Sen. Blanche Lincoln, D-Ark., has been named a “Friend of Farm Bureau” for her work championing agricultural legislation in the 110th U.S. Congress. Lincoln received the award during the recent Arkansas Farm Bureau State Convention in Hot Springs, Ark.

“I am honored to be named a Friend of Farm Bureau,” said Lincoln, a six-time recipient of the award. “As part of a seventh-generation Arkansas farm family, I know firsthand the challenges our producers face each and every day.

“Throughout my tenure in the United States Senate, I have fought to ensure that our federal government stands behind our farmers so that they can continue to produce the safest, most abundant, and most affordable supply of food and fiber in the world. I appreciate the support of Arkansas Farm Bureau, which has been an effective advocate for Arkansas producers.”

Lincoln currently chairs the Production, Income Protection and Price Support Subcommittee of the U.S. Senate Committee on Agriculture, Nutrition and Forestry. She is a senior member of the Senate Finance Committee, with jurisdiction over international trade, and is the chair of the Senate Finance Subcommittee on International Trade and Global Competitiveness. Lincoln is also the co-founder and co-chair of the bipartisan Senate Hunger Caucus.

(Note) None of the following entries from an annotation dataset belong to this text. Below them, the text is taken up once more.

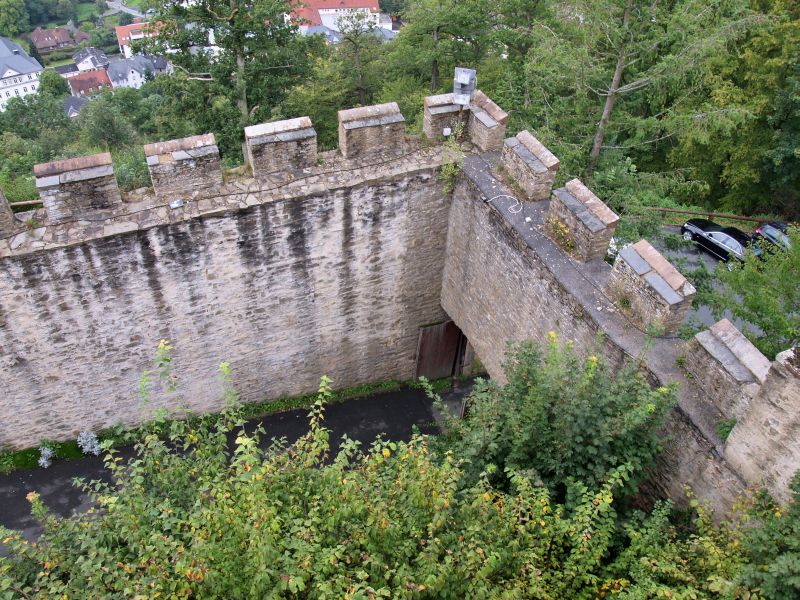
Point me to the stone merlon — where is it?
[686,319,770,419]
[144,133,217,156]
[144,133,222,199]
[339,102,405,158]
[33,152,113,186]
[244,117,317,179]
[609,240,695,333]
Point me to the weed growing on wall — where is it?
[439,123,464,194]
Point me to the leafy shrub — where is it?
[0,372,752,599]
[434,334,676,493]
[78,431,103,456]
[39,446,56,469]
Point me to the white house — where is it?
[0,37,43,112]
[106,54,172,90]
[72,48,109,72]
[289,0,382,33]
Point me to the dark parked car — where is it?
[681,219,761,262]
[753,221,792,250]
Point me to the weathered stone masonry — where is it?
[0,92,800,509]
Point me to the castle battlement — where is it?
[0,91,800,509]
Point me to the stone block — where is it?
[501,131,559,202]
[545,178,620,262]
[725,348,800,505]
[339,102,406,158]
[144,133,223,201]
[686,319,770,419]
[244,117,317,179]
[422,94,469,140]
[33,152,122,223]
[608,239,695,333]
[0,188,22,237]
[467,90,508,152]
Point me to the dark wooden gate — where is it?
[414,321,465,379]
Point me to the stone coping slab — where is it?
[144,133,217,156]
[629,240,695,295]
[517,130,560,170]
[710,319,772,383]
[470,90,508,125]
[470,106,501,129]
[244,117,311,140]
[503,138,547,173]
[33,152,112,177]
[564,179,620,226]
[553,188,604,232]
[422,94,458,108]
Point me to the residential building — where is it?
[116,22,157,58]
[107,54,172,89]
[64,96,89,119]
[72,48,109,72]
[67,69,111,96]
[0,37,43,112]
[290,0,381,33]
[30,27,89,53]
[51,63,80,79]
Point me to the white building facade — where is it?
[0,37,43,112]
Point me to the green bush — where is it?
[0,358,752,599]
[434,334,676,494]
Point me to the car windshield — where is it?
[761,225,790,248]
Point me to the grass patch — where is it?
[0,440,84,473]
[0,378,450,473]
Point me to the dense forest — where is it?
[0,0,800,219]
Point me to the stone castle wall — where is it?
[0,137,449,447]
[0,92,800,510]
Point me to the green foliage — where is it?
[742,471,800,600]
[38,69,70,98]
[0,0,30,37]
[0,352,743,599]
[434,334,676,493]
[704,228,800,359]
[717,419,736,442]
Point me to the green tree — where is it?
[0,358,752,600]
[147,0,318,136]
[0,0,30,37]
[434,334,676,495]
[698,228,800,359]
[39,69,69,98]
[78,96,136,150]
[669,0,800,218]
[743,471,800,600]
[392,0,491,92]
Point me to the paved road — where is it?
[0,382,471,554]
[103,0,144,18]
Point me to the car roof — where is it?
[686,219,722,231]
[720,227,752,244]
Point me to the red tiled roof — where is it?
[67,70,111,96]
[31,27,72,50]
[292,0,381,25]
[115,23,158,46]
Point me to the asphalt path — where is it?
[653,225,760,332]
[0,382,472,555]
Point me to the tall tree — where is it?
[394,0,491,92]
[148,0,320,126]
[0,0,30,37]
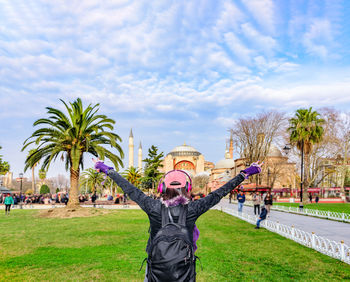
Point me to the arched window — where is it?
[174,161,196,171]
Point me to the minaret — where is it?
[229,131,233,159]
[129,128,134,168]
[137,141,142,172]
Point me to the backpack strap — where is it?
[160,204,170,227]
[177,205,188,226]
[161,205,188,227]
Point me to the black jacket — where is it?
[108,170,244,253]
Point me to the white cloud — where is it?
[303,19,333,58]
[242,0,275,34]
[241,23,277,56]
[224,32,254,64]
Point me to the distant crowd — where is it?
[0,189,205,206]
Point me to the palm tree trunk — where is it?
[303,154,310,206]
[67,167,79,208]
[32,165,36,194]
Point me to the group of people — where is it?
[230,187,273,229]
[309,193,320,204]
[94,160,262,281]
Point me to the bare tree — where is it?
[305,108,339,187]
[231,111,286,163]
[334,112,350,201]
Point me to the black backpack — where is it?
[147,205,196,282]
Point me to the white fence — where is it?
[235,201,350,223]
[272,205,350,223]
[215,206,350,264]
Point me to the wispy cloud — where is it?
[0,0,350,176]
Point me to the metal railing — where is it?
[271,205,350,223]
[234,201,350,223]
[214,206,350,264]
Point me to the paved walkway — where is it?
[219,199,350,246]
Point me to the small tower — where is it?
[129,128,134,168]
[137,141,142,171]
[229,131,233,159]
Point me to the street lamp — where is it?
[19,172,23,209]
[282,144,293,199]
[85,175,89,195]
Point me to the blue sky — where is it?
[0,0,350,176]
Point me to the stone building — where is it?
[163,143,206,176]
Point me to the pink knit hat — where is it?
[163,170,187,188]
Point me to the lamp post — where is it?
[19,172,23,209]
[85,175,89,195]
[282,144,292,198]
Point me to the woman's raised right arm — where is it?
[95,161,159,213]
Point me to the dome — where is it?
[169,143,201,157]
[267,144,283,157]
[215,159,235,168]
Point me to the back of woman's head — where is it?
[159,170,191,200]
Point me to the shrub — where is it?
[40,184,50,194]
[26,189,33,195]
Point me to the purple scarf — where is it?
[161,195,200,252]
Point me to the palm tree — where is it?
[22,98,124,207]
[288,107,325,204]
[29,149,38,194]
[122,166,142,187]
[0,146,10,175]
[80,168,104,193]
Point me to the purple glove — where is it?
[95,161,113,174]
[241,163,261,179]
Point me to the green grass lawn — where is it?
[0,210,350,281]
[273,203,350,213]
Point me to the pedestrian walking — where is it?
[315,195,320,204]
[255,205,267,229]
[237,190,245,212]
[264,192,273,213]
[253,192,261,215]
[228,190,234,204]
[95,160,261,282]
[4,194,14,215]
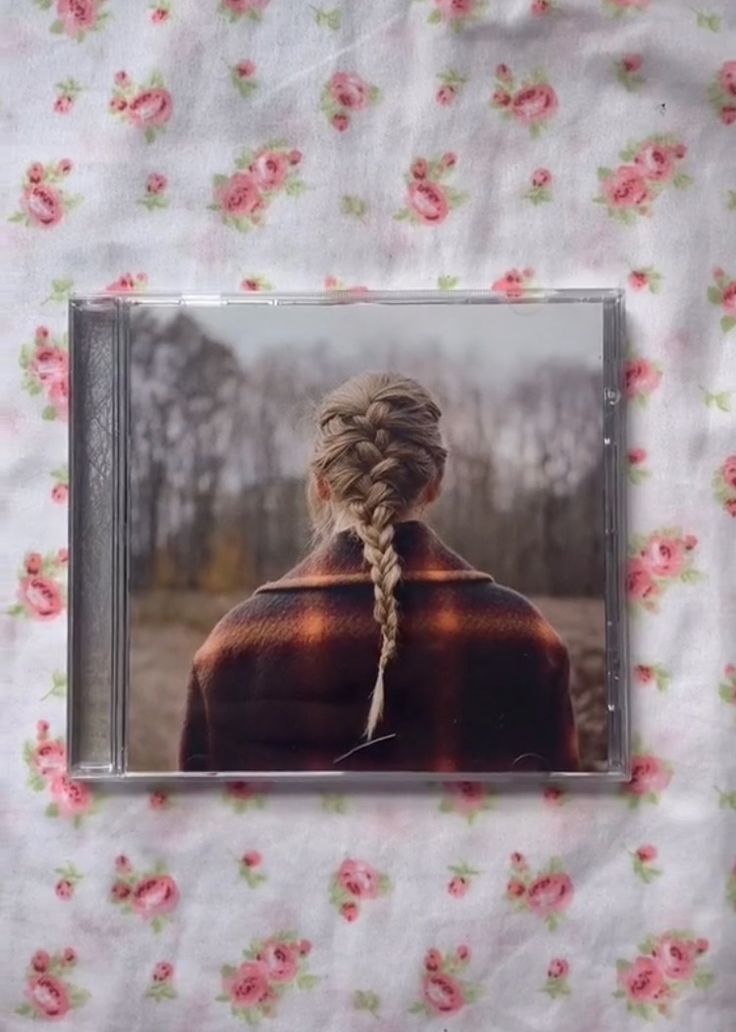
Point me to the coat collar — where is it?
[256,520,493,594]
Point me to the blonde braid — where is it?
[309,374,447,740]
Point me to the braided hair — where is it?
[308,373,447,740]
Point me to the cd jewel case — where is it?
[68,290,629,783]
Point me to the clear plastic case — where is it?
[68,289,630,785]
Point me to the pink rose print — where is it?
[218,0,270,22]
[632,845,663,884]
[594,134,693,225]
[146,961,178,1003]
[34,0,109,43]
[447,863,480,900]
[634,664,671,691]
[149,0,171,25]
[640,534,685,577]
[440,781,492,825]
[722,858,736,908]
[207,140,307,232]
[490,64,559,137]
[20,326,69,416]
[629,265,662,294]
[522,168,552,204]
[237,849,266,889]
[718,663,736,706]
[541,957,572,1000]
[613,54,646,93]
[138,172,168,212]
[241,276,274,294]
[224,781,265,813]
[708,268,736,333]
[250,151,290,193]
[54,864,84,900]
[490,268,534,301]
[435,68,468,107]
[602,0,649,18]
[7,552,66,621]
[409,945,481,1017]
[54,78,83,115]
[109,71,173,143]
[654,935,696,981]
[329,860,391,922]
[623,355,662,406]
[708,61,736,126]
[217,932,319,1025]
[230,60,258,99]
[626,527,702,613]
[8,158,83,229]
[419,0,488,32]
[110,857,180,932]
[621,742,672,807]
[320,71,381,132]
[15,946,90,1021]
[393,152,468,226]
[506,853,575,932]
[46,774,93,826]
[105,272,149,294]
[613,932,714,1021]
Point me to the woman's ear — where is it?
[424,476,442,506]
[315,476,332,502]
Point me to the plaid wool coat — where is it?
[180,521,578,773]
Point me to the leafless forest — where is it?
[130,311,607,769]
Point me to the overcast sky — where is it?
[135,301,603,380]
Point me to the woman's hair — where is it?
[308,373,447,739]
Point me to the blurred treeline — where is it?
[130,311,604,596]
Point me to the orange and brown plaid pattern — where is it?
[180,521,578,774]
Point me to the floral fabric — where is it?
[0,0,736,1032]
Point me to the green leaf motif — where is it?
[286,180,307,197]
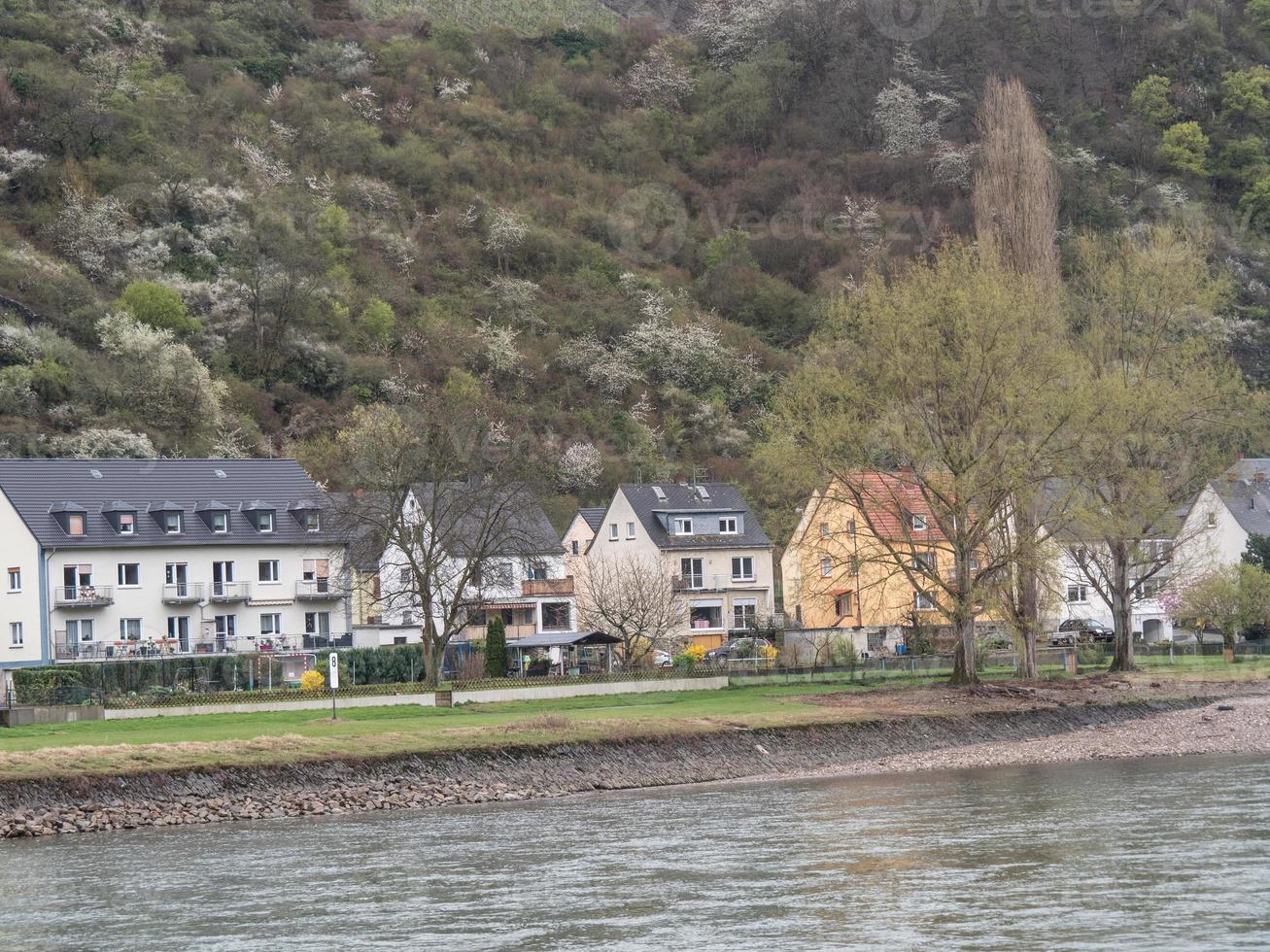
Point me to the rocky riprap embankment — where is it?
[0,698,1229,837]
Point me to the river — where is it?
[0,758,1270,952]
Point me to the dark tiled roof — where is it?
[578,506,608,531]
[0,459,334,548]
[619,483,772,548]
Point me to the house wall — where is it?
[47,545,348,650]
[587,492,774,649]
[0,493,49,669]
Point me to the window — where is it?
[66,618,92,641]
[305,612,330,634]
[679,559,706,589]
[542,601,572,630]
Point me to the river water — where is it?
[0,758,1270,952]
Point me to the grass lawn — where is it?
[0,655,1270,781]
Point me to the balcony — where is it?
[670,575,766,592]
[521,579,572,597]
[53,585,115,608]
[211,581,252,604]
[296,579,344,601]
[162,581,203,605]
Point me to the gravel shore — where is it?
[807,696,1270,775]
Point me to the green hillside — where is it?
[0,0,1270,534]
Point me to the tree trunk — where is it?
[1108,546,1134,671]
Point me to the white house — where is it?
[0,459,349,687]
[377,484,576,641]
[575,483,774,649]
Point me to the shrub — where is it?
[299,669,326,691]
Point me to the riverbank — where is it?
[0,679,1270,837]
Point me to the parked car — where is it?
[1049,618,1116,647]
[706,638,772,663]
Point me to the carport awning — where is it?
[506,630,622,647]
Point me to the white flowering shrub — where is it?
[47,429,158,459]
[622,42,696,109]
[556,442,604,493]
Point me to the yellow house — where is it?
[781,473,995,647]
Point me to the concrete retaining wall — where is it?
[105,676,728,721]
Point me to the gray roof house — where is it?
[0,459,348,688]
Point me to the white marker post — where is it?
[326,651,339,721]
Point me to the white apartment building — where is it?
[581,483,774,649]
[370,484,578,643]
[0,459,351,690]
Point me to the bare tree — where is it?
[974,76,1066,678]
[578,554,687,665]
[336,396,542,684]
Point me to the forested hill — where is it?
[0,0,1270,530]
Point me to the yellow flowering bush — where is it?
[299,670,326,691]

Earlier this year, Lincoln served as a conferee on the joint Senate-House conference committee that worked to finalize the agreement of the Food, Conservation and Energy Act of 2008, commonly known as the farm bill. Lincoln led the fight in the Senate Agriculture Committee, on the Senate floor, and in conference negotiations to protect the safety net that benefits all growers and ensures our country a safe, affordable, and abundant supply of food and fiber.

Against those who sought to slash crucial support for southern producers, Lincoln fought to ensure that farm and ranch families are able to continue to access safety net programs that are triggered when families need them the most, when yields are low and prices are low.

A key objective was to ensure that adjusted gross income and payment limit levels reflected the reality of farming in an environment of skyrocketing production costs and restrictive trade rules.

Lincoln also worked to avoid the unintended consequences of establishing payment limit and AGI levels that would have the effect of hitting real famers by shifting landlord-tenant relations to cash rent, effectively placing production risks solely on the producer.